Financial support through the Wu Scholarship allows me to focus on my top two priorities: my schoolwork and my family. I have two children, 11 and 8. It means that I don’t have to worry about money, so I only take on extra projects like research jobs or creative projects if they are very closely related to my own research and writing. I plan to continue to use my funding to travel for conferences, research, and study with internationally known scholars in my field. For example, this summer I travelled to Utrecht University in the Netherlands to take a course on the Posthuman with feminist-Deleuzian philosopher Rosi Braidotti, and in 2014 I studied “Poetry after Globalization” with Jeff Derksen at Simon Fraser University in B.C. Having this financial support also means that once I finish my first candidacy exam in December, my family and I will have some time to recuperate and reconnect at a cozy getaway in the Whiteshell. I know self-care and balance are very important to my continued success as a student. And one last thing about what the Wu Scholarship means to me: it shows that my university supports and acknowledges my hard work and achievements, and that motivates me to keep on going.
What do you want your education at the U of M to help you achieve in your life?
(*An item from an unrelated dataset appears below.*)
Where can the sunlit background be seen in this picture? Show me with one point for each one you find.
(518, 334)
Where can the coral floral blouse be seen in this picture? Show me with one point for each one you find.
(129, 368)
At the University of Manitoba I have opportunities to work with some really excellent established and emerging scholars in literary and cultural studies, including the two Canada Research Chairs who are working with me on my candidacy exams—Diana Brydon of the Centre for Globalization and Cultural Studies and Warren Cariou of the Centre for Creative Writing and Oral Culture—as well as the accomplished writer and scholar of Canadian poetry Alison Calder. I am also grateful for connections with Native Studies, Peace and Conflict Studies, Fine Arts, the Institute for the Humanities, the Alternate Histories research cluster, the Affect Project, the University of Manitoba Press, Mosaic journal, and the ongoing dialogue about human rights on our campus and in our city. I am very well positioned to research and write an innovative dissertation on the role of collaborative poetry projects in recent social movements like the anti-pipelines movement, Occupy, and Idle No More. Most of the time I live in the moment, taking in all of my favourite things about doing academic work, but I also have hopes for what comes after the PhD. I have many passions and interests, and I hope there will be more opportunities for research and teaching, for engaging in social justice work, for collaborating with other literary scholars and artists, for continuing my work as an editor, and for writing and publishing more of my own poetry.